The data breach reportedly occurred on March 19, and impacted the British-American cruise operator's popular subsidiaries: Carnival Cruise Line, Princess Cruises Carnival Corp subsidiaries. Employees were also impacted by the data breach.
The company did not disclose how many individuals may have had their personal information compromised.
Carnival spokesperson Roger Frizzell detailed that the cruise operator hired a cybersecurity firm to investigate the "unauthorized third-party" who gained access to the cruise operator's IT systems.
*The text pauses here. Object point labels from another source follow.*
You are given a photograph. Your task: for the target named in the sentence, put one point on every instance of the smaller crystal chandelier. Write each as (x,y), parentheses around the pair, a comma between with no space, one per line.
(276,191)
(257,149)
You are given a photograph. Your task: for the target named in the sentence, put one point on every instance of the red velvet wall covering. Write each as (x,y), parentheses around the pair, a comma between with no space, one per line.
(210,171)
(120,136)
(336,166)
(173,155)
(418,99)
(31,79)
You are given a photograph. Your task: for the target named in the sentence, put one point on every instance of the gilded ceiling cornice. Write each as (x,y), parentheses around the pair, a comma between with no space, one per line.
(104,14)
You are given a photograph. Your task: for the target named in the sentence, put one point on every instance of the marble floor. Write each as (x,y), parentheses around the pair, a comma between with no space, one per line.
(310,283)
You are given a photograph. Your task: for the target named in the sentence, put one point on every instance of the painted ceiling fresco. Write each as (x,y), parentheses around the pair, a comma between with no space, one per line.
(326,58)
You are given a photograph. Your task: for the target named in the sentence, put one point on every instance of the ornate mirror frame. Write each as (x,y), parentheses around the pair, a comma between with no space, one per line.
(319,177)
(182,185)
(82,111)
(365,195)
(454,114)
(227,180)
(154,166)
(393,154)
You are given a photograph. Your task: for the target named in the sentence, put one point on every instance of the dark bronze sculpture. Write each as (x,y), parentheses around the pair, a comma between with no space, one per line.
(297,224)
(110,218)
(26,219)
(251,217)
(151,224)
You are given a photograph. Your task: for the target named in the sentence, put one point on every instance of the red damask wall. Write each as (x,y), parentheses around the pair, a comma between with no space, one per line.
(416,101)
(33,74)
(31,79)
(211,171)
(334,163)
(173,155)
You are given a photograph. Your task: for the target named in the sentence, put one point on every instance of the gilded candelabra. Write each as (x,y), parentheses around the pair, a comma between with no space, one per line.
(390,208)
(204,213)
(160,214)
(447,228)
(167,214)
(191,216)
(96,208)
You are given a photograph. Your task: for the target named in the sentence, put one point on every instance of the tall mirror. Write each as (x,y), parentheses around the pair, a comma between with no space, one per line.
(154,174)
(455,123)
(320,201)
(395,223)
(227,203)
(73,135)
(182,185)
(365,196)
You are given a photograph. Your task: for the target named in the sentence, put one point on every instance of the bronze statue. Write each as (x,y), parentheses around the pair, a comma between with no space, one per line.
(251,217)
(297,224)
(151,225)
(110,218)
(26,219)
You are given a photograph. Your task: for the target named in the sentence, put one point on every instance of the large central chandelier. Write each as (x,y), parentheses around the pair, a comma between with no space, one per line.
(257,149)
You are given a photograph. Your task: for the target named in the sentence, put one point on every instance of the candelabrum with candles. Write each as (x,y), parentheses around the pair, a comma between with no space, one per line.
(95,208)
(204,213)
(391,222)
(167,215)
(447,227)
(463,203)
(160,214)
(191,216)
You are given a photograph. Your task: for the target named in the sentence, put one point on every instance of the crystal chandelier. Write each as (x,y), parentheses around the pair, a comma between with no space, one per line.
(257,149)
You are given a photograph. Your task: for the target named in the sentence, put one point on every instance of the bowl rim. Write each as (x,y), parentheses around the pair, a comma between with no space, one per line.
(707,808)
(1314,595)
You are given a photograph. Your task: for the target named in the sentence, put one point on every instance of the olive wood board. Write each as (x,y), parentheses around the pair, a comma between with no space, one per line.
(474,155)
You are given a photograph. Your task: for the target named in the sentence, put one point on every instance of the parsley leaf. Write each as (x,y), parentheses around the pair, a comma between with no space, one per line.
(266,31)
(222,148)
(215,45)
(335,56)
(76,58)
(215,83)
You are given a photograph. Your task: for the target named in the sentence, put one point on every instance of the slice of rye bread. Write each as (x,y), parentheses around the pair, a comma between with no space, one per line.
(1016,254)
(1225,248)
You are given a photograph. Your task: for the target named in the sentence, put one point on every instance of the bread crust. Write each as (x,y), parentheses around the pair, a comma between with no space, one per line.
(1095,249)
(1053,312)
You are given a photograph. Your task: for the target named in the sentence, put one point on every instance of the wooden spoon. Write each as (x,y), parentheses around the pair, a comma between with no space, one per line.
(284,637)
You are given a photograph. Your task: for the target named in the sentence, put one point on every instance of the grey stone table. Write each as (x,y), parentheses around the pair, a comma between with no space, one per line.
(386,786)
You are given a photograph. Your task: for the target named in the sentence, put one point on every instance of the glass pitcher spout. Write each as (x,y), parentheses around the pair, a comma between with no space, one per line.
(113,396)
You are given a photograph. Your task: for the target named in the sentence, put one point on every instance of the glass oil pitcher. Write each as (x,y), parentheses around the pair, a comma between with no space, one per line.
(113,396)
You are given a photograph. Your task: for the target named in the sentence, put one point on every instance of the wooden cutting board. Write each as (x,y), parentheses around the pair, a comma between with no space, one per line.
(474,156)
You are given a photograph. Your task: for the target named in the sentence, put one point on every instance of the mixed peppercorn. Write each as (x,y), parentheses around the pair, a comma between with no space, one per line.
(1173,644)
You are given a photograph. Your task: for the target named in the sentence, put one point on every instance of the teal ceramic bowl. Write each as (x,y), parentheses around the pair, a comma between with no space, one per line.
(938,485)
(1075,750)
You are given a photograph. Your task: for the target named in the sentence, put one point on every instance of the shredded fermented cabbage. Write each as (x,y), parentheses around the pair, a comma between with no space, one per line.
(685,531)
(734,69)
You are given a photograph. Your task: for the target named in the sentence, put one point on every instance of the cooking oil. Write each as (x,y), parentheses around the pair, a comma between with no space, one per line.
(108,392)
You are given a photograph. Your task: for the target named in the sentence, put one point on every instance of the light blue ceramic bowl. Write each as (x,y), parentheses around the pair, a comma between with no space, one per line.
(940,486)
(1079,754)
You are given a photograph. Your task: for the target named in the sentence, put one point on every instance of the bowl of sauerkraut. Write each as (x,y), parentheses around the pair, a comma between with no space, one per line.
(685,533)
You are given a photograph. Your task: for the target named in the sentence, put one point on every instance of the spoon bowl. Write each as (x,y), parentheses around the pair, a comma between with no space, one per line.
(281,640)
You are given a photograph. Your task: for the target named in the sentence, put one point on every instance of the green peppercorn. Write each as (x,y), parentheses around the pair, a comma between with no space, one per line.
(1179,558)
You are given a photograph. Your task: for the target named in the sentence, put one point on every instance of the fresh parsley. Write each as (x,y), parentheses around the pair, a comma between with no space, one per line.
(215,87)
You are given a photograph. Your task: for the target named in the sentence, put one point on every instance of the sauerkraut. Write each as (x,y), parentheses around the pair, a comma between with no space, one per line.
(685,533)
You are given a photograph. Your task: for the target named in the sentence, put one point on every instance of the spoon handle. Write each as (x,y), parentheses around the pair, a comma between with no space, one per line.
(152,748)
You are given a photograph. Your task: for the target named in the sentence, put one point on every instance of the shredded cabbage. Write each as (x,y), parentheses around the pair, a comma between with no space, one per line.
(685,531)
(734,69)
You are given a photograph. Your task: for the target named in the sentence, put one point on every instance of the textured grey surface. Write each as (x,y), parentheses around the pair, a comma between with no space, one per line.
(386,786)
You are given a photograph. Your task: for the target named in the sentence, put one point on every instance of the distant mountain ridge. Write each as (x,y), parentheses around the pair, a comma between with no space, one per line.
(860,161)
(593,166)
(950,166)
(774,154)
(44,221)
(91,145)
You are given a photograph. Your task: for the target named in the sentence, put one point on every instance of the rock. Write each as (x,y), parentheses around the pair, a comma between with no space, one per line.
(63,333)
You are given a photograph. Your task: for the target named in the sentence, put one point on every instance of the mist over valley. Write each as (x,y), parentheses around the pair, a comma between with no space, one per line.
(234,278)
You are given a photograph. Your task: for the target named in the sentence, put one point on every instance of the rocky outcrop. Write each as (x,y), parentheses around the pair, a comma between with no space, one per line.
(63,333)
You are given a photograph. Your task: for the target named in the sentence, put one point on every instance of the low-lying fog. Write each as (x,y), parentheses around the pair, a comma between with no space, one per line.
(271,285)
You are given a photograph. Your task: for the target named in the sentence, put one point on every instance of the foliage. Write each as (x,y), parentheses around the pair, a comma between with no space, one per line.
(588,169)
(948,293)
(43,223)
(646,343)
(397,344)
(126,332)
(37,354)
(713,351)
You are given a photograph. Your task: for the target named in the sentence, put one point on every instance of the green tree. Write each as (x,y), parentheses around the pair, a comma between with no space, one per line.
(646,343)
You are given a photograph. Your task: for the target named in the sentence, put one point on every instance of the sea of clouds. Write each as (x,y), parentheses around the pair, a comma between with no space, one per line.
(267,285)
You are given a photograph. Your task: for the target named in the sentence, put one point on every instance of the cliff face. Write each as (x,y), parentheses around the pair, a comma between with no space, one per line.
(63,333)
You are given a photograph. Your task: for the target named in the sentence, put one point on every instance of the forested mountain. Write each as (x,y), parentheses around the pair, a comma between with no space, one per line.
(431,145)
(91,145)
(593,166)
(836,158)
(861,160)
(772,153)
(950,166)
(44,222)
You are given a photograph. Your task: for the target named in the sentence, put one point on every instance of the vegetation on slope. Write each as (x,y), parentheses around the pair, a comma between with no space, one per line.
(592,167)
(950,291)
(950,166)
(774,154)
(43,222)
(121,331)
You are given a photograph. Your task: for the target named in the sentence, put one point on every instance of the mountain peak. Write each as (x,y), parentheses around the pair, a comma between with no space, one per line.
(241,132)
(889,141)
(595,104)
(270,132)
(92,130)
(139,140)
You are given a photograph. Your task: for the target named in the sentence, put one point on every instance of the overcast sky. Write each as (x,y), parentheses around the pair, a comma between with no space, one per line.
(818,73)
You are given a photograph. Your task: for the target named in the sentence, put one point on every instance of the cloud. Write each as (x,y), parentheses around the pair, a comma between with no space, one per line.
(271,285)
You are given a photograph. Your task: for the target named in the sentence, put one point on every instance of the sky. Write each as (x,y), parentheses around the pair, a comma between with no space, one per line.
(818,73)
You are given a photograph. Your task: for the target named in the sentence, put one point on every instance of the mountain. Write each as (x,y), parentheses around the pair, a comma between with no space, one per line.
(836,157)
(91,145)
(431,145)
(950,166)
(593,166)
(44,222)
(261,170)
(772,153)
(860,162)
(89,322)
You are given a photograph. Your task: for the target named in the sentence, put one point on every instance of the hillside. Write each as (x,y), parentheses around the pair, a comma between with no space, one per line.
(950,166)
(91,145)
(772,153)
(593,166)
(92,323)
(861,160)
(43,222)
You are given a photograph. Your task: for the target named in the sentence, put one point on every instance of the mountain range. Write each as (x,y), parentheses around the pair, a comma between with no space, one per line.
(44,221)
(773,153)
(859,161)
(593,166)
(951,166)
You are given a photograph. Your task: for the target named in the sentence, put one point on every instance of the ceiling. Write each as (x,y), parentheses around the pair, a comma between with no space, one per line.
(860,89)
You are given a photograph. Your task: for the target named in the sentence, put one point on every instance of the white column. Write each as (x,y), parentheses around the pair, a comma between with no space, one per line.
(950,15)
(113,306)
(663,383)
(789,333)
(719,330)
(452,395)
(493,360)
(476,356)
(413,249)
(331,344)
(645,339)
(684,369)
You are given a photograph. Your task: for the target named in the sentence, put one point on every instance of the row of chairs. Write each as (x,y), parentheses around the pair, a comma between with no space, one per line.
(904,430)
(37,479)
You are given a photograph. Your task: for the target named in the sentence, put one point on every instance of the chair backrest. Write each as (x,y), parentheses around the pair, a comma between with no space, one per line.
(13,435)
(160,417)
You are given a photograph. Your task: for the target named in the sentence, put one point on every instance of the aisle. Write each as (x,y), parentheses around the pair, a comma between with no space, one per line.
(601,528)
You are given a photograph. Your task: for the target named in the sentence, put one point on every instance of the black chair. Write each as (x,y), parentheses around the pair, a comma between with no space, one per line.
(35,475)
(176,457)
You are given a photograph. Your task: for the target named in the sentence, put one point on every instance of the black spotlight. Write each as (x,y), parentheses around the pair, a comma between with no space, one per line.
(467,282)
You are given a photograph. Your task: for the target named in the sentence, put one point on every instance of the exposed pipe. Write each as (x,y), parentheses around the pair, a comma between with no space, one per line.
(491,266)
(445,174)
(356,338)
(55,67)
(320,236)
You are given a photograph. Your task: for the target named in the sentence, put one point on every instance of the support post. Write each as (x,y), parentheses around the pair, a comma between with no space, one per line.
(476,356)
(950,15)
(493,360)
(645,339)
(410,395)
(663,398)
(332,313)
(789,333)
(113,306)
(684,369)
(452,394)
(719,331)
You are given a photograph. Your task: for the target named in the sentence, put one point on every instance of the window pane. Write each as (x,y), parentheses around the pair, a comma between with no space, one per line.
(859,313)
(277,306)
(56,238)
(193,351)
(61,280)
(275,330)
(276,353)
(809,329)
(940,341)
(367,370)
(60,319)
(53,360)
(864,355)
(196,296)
Those possibly impacted by the data breach have been notified, and the company has established a call center to assist with the matter, Frizzell asserted to The Hill on Friday.
The Carnival spokesperson claimed that, based on current evidence, there is no reason to believe the data is being misused.
While the cruise operator has reportedly implemented enhancements to its cybersecurity and privacy programs, this incident comes as the third major data breach associated with the Carnival Corporation since 2019.
Following both the 2019 data breach with Princess Cruises and the 2020 data breach with the Carnival Corporation, the cruise operator pledged to conduct a "review" to enhance its cybersecurity.
News of Carnival's latest breach comes alongside a string of alleged cyberattacks on US-affiliated companies and infrastructure. Within recent months, US-based JBS SA beef plants, Cox Media Group and the Colonial Pipeline have all been disrupted by ransomware.
JBS and the Colonial Pipeline were not able to resume normal operations until they wired the cybercriminals some $11 million and $4.4 million, respectively.